Chinese authorities have 'banned' major media outlets in the mainland from covering Disney's live-action adaptation of 'Mulan', according to a report from Reuters. People familiar with the matter told Reuters that the order was issued following global controversy over the film's links to the Xinjiang region.
When the highly anticipated film debuted on Disney+ last week, fans took note of the end credits, which included thanks to authorities in Xinjiang, a region that has been complicit in the clampdown on ethnic Uyghurs and Muslims. This prompted a boycott of the film in overseas markets.
This is truly outrageous: The new live-action Mulan THANKS the Turpan Public Security Bureau (in southern Xinjiang) in the credits. That specific public security bureau has been deeply involved in the Xinjiang concentration camps.— B. Allen-Ebrahimian (@BethanyAllenEbr) September 7, 2020
h/t @jeannette_ng @shawnwzhang pic.twitter.com/db8bpA3Yl1
Three sources told Reuters that media outlets had received the notice, two of whom said it was sent by the Cyberspace Administration of China. A fourth source at a major Chinese newspaper said he received a text message with a similar order from a senior colleague. No reason was given in the notice, but sources believe it to be linked to the Xinjiang controversy.

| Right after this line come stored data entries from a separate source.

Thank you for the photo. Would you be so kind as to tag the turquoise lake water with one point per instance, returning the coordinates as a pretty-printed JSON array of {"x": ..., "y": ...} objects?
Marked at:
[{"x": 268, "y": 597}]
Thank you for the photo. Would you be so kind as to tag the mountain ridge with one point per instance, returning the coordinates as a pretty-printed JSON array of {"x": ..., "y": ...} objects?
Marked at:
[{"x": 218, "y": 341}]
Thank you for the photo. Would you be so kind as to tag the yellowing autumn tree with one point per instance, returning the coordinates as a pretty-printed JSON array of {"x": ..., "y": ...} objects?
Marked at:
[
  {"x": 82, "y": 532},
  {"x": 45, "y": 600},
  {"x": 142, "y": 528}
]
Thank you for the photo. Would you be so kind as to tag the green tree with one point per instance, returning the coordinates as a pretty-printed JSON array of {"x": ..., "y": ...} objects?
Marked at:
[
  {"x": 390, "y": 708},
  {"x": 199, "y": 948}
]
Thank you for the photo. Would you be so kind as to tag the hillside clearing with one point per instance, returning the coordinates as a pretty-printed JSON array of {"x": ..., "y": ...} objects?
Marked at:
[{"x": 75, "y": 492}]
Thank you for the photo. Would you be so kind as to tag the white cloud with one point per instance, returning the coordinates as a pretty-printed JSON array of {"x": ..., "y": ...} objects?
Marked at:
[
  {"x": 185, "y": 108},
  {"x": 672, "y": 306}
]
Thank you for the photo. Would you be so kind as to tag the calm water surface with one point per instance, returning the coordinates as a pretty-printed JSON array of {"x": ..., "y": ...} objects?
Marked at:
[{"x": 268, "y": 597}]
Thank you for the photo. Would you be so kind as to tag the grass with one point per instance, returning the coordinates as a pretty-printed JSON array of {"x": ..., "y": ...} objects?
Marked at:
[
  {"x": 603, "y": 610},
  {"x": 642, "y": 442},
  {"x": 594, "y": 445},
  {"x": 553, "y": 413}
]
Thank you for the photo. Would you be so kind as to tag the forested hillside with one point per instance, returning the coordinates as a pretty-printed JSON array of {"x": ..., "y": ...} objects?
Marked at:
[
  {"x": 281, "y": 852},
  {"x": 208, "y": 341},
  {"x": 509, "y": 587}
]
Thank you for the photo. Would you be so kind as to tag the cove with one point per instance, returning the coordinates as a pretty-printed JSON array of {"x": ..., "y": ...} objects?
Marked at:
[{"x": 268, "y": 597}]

'Mulan' launches in Chinese cinemas today, but the media censorship could mean a blow for the US$200 million production. When Disney announced in August that the film would go directly to its Plus service for a premium price of US$29.99, it immediately made China the largest and most lucrative market that will get to see film on the big screen. Disney had high hopes for the film in China, where the ancient tale of the iconic warrior originated.
The Global Times, a state-run media outlet, criticised the backlash against the movie in an editorial, describing it as "another manifestation of the extreme ideologies regarding China among US public opinion".